Lombok Tengah (ntbupdate.com)- Inovator Kreatif atau orang yang berkreasi menciptakan hal baru, bahasa ini layak di sematkan kepada Lalu Muhammad Zaki Kepala SMPN 2 Praya Lombok Tengah (Loteng).
Pasalnya di tempat tugas barunya sebagai kepala di SMPN 2 Praya Loteng, kondisinya amat memprihatinkan seperti sekolah tak terurus, termasuk di area sekolah jadi kubangan sampah yang tidak diperhatikan.
Namun kini, kubangan sampah tersebut sudah di sulap jadi area parkir dan tempat wudu’.
“Alhamdulillah kubangan sampah yang dulunya di keluhan masyarakat sekitar, siswa dan guru, kini sudah kita sulap jadi area parkir dan tempat wudu’,” jelas Kepala SMPN 2 Praya Loteng, Lalu Muhammad Zaki, Jum’at (8/4).
Di jelaskan, kenapa lokasi sampah itu di jadikan area parkir dan tempat berwudu’ pertama area parkir, pihaknya sengaja memilih lokasi itu dikarenakan lokasinya paling belakang, untuk mempermudah mengawasi dan mengontrol siswa, terutama saat jam jam belajar dan jam istirahat.
“Siswa yang menggunakan sepeda motor misalnya, saat jam sekolah mau keluar, cepat kita kontrol mengingat banyak selokan selokan yang akan dilalui baru bisa mereka keluar, termasuk saat jam pulang kita bisa kontrol,” katanya.
Ke Dua tempat wudu’, di timur lokasi kubangan sampah tersebut, ada aula dan musholla, untuk memudahkan siswa ambil air wudu’, terutama saat jam jam program Iman dan Taqwa (Imtaq).
“Tempat wudu’ sudah ada sebelumnya di area yang lain, tapi itu tidak cukup, ketika anak anak mau berwudu’ lama mereka ngantri makanya lokasi itu kita manfaatkan untuk membangunkan tempat wudu’ tambahan dan memanfaatkan lahan yang ada,” ujarnya.
Selain itu, kubangan sampah ini telah menciptakan ketidak nyamanan masyarakat, siswa dan guru, mengingat tumpukan sampah tersebut telah mengundang bau amis tidak sedap, sehingga melahirkan ketidaknyamanan.

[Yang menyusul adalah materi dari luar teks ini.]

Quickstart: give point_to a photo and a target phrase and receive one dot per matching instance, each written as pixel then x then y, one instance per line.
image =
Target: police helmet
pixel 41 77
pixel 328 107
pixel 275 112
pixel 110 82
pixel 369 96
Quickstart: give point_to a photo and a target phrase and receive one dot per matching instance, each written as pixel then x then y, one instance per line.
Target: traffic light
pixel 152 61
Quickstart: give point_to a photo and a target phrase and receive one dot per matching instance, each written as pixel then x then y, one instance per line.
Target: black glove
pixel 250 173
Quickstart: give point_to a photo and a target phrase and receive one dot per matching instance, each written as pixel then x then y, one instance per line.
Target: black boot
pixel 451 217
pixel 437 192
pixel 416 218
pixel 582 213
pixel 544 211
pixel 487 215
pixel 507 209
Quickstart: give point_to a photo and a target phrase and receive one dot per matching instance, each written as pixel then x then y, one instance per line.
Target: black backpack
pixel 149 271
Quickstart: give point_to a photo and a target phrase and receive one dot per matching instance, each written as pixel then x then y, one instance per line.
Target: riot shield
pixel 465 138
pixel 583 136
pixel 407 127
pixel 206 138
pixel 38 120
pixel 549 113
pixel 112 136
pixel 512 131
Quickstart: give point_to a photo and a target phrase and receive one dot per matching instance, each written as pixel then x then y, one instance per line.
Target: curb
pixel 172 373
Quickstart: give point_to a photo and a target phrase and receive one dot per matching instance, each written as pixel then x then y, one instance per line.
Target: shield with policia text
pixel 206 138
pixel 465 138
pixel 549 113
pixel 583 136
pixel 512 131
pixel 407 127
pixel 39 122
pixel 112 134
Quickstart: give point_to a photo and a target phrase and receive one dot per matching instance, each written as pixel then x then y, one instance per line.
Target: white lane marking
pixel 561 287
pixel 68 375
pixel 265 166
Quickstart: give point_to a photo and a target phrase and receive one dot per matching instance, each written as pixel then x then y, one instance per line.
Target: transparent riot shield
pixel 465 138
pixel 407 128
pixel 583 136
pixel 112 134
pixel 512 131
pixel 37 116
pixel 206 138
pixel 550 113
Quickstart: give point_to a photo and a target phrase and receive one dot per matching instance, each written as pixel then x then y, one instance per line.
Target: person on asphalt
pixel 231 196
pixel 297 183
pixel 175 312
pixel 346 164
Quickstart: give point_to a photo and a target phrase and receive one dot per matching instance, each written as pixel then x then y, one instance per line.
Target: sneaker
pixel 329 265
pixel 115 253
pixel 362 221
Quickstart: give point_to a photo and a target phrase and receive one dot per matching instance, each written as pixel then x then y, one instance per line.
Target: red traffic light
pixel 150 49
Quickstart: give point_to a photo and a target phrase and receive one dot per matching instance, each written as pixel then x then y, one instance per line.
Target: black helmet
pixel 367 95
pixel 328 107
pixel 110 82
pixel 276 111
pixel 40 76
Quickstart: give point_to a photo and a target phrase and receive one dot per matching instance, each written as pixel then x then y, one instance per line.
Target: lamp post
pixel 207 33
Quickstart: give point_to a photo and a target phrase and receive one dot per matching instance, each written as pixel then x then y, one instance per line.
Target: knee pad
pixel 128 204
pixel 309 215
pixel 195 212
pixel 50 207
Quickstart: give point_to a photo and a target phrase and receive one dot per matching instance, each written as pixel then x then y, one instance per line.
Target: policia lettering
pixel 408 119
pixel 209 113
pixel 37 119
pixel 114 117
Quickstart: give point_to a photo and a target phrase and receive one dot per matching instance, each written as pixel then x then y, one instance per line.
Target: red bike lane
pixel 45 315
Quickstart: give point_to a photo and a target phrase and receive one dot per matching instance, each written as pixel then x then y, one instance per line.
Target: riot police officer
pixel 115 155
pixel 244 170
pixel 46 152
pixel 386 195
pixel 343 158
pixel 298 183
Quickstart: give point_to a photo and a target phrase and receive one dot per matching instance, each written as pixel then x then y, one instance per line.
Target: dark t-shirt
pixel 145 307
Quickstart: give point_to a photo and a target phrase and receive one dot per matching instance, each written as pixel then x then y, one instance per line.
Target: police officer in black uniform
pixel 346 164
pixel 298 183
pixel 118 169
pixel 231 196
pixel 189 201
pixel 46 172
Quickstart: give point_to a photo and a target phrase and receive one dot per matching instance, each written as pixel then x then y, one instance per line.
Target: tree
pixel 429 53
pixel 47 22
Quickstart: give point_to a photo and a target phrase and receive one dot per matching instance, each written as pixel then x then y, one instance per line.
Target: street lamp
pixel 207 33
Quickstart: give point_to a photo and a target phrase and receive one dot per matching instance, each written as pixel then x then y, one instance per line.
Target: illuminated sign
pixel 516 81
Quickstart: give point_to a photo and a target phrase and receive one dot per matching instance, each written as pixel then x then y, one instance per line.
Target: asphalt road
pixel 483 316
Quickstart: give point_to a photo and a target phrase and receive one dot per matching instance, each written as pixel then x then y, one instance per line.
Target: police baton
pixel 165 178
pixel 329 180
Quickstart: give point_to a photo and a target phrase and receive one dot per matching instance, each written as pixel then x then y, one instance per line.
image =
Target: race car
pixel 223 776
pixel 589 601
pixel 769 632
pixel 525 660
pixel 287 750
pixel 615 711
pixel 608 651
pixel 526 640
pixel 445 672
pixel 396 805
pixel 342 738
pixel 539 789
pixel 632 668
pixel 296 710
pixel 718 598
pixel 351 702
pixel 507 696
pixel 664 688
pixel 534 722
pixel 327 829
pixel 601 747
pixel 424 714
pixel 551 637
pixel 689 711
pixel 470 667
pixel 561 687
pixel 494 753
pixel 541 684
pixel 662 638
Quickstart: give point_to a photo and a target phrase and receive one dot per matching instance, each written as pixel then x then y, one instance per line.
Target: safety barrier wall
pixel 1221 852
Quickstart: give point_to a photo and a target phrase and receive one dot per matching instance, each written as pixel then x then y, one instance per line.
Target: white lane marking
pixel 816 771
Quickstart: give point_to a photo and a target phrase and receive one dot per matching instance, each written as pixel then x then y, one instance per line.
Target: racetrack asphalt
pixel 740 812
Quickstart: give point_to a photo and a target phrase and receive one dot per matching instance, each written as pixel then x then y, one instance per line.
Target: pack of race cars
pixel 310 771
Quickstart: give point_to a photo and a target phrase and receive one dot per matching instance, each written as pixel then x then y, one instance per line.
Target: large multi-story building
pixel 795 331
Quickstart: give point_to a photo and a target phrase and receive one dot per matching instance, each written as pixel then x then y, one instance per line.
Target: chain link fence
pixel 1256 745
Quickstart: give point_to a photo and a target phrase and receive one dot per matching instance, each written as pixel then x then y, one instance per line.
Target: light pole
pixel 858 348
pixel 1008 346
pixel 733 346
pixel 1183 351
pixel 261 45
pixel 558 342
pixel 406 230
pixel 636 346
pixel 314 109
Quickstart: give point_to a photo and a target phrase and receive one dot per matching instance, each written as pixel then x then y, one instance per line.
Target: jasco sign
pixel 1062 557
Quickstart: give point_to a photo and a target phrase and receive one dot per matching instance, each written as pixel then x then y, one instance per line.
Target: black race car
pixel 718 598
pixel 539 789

Tidak hanya itu lanjutnya beberapa tempat kosong yang dulunya tidak dimanfaatkan, kini sudah di tata dengan rapi untuk selanjutnya akan ditanami bunga dan tumbuh tumbuhan hijau, agar sekolah semakin asri, tertata dengan baik dan nyaman bagi siswa-siswi dan guru.
“Insyallah perlahan tapi pasti, yang terpenting saat ini nilai kebersamaan dan memiliki, sudah tertanam,” ungkapnya.

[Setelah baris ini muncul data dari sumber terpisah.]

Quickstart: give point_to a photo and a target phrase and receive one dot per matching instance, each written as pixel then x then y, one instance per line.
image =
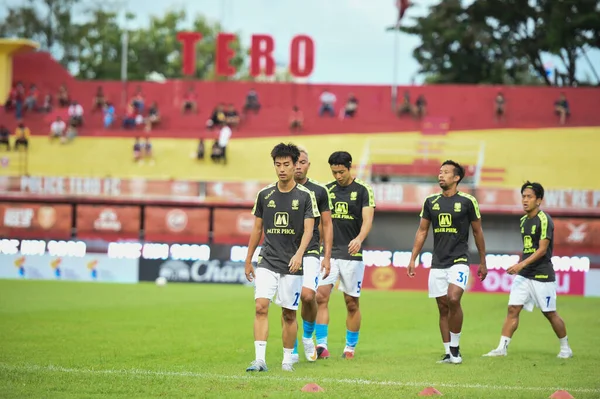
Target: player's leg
pixel 310 282
pixel 545 294
pixel 323 294
pixel 438 289
pixel 288 297
pixel 458 276
pixel 520 297
pixel 351 278
pixel 265 286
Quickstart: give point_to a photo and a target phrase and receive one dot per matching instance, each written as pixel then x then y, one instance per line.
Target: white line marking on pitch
pixel 262 376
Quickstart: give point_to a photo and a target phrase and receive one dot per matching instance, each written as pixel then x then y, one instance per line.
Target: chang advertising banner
pixel 90 268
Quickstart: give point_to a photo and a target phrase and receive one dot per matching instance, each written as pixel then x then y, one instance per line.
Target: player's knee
pixel 289 316
pixel 322 298
pixel 307 296
pixel 351 304
pixel 261 309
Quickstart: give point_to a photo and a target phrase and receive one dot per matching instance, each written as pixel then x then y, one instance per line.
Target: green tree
pixel 502 41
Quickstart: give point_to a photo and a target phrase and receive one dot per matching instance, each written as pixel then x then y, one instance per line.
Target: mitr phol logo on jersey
pixel 281 221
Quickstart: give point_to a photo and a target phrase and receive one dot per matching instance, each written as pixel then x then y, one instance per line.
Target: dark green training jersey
pixel 348 203
pixel 538 228
pixel 283 217
pixel 450 219
pixel 324 205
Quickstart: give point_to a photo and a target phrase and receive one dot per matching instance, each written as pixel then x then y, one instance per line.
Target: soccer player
pixel 535 283
pixel 312 266
pixel 450 213
pixel 286 211
pixel 353 208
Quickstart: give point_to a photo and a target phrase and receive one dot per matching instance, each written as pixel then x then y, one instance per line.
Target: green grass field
pixel 78 340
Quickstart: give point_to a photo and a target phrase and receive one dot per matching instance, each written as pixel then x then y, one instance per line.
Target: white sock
pixel 454 339
pixel 504 341
pixel 287 355
pixel 260 348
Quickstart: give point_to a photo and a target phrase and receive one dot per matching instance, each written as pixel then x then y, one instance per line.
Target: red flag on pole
pixel 402 7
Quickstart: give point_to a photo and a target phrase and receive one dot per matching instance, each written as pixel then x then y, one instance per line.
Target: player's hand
pixel 482 272
pixel 249 270
pixel 354 246
pixel 514 269
pixel 410 270
pixel 325 267
pixel 296 263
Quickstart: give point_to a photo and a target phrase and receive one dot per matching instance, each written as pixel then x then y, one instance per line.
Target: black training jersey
pixel 324 205
pixel 346 214
pixel 283 217
pixel 540 227
pixel 450 219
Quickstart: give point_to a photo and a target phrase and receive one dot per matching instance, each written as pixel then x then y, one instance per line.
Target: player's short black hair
pixel 537 188
pixel 341 158
pixel 283 150
pixel 458 169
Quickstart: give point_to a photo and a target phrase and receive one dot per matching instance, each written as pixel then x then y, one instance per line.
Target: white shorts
pixel 349 272
pixel 311 268
pixel 440 279
pixel 527 292
pixel 287 287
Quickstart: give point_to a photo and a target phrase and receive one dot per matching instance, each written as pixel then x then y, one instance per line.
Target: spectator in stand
pixel 22 134
pixel 328 100
pixel 47 107
pixel 232 118
pixel 147 148
pixel 420 109
pixel 561 108
pixel 137 150
pixel 200 150
pixel 405 107
pixel 5 137
pixel 109 115
pixel 499 104
pixel 216 152
pixel 63 96
pixel 99 100
pixel 252 103
pixel 57 129
pixel 32 98
pixel 19 100
pixel 153 117
pixel 138 100
pixel 296 120
pixel 129 121
pixel 217 117
pixel 190 101
pixel 75 112
pixel 351 107
pixel 224 137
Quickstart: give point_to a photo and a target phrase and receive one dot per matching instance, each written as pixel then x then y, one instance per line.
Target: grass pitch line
pixel 268 377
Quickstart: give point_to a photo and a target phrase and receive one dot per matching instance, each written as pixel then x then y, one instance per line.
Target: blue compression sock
pixel 321 331
pixel 309 328
pixel 351 338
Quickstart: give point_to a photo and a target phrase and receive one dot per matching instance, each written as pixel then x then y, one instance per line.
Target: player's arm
pixel 475 219
pixel 255 235
pixel 420 237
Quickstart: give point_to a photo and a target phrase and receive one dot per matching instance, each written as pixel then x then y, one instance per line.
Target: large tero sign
pixel 302 54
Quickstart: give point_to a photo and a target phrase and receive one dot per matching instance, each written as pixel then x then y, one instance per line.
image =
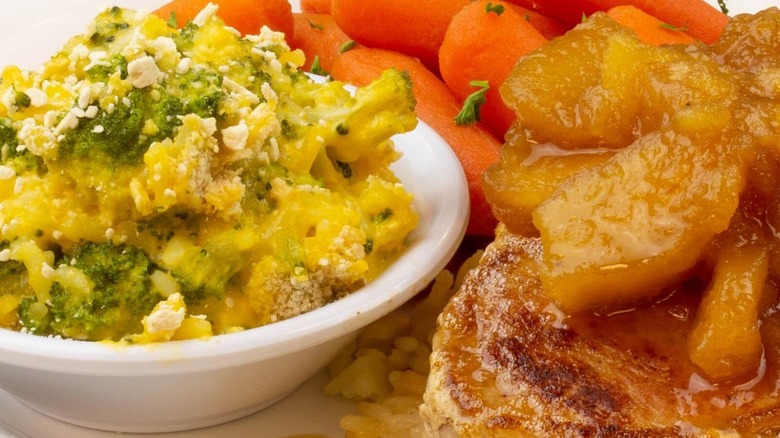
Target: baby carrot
pixel 413 27
pixel 569 12
pixel 318 36
pixel 483 42
pixel 475 147
pixel 702 21
pixel 247 16
pixel 648 29
pixel 315 6
pixel 548 27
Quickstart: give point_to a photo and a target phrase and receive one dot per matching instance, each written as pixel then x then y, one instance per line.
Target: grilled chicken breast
pixel 506 362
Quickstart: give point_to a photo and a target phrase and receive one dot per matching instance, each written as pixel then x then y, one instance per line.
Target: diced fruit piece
pixel 619 232
pixel 725 342
pixel 589 74
pixel 528 174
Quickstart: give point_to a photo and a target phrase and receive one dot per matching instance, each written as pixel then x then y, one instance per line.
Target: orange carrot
pixel 649 29
pixel 408 26
pixel 568 12
pixel 475 147
pixel 317 35
pixel 247 16
pixel 703 21
pixel 548 27
pixel 315 6
pixel 484 44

Apa yang sudah dan sedang dikerjakan, bertujuan untuk menciptakan suasana belajar lebih efektif dan kondusif.
“Setelah penataan lingkungan selesai, dan rasa aman dan nyaman sudah mulai dirasakan siswa, baru kita akan lanjut ke Yang lain termasuk kedisiplinan, proses KBM dan yang lainnya, perlahan lahan kita lakukan perubahan,” tutupnya. (Nu-01).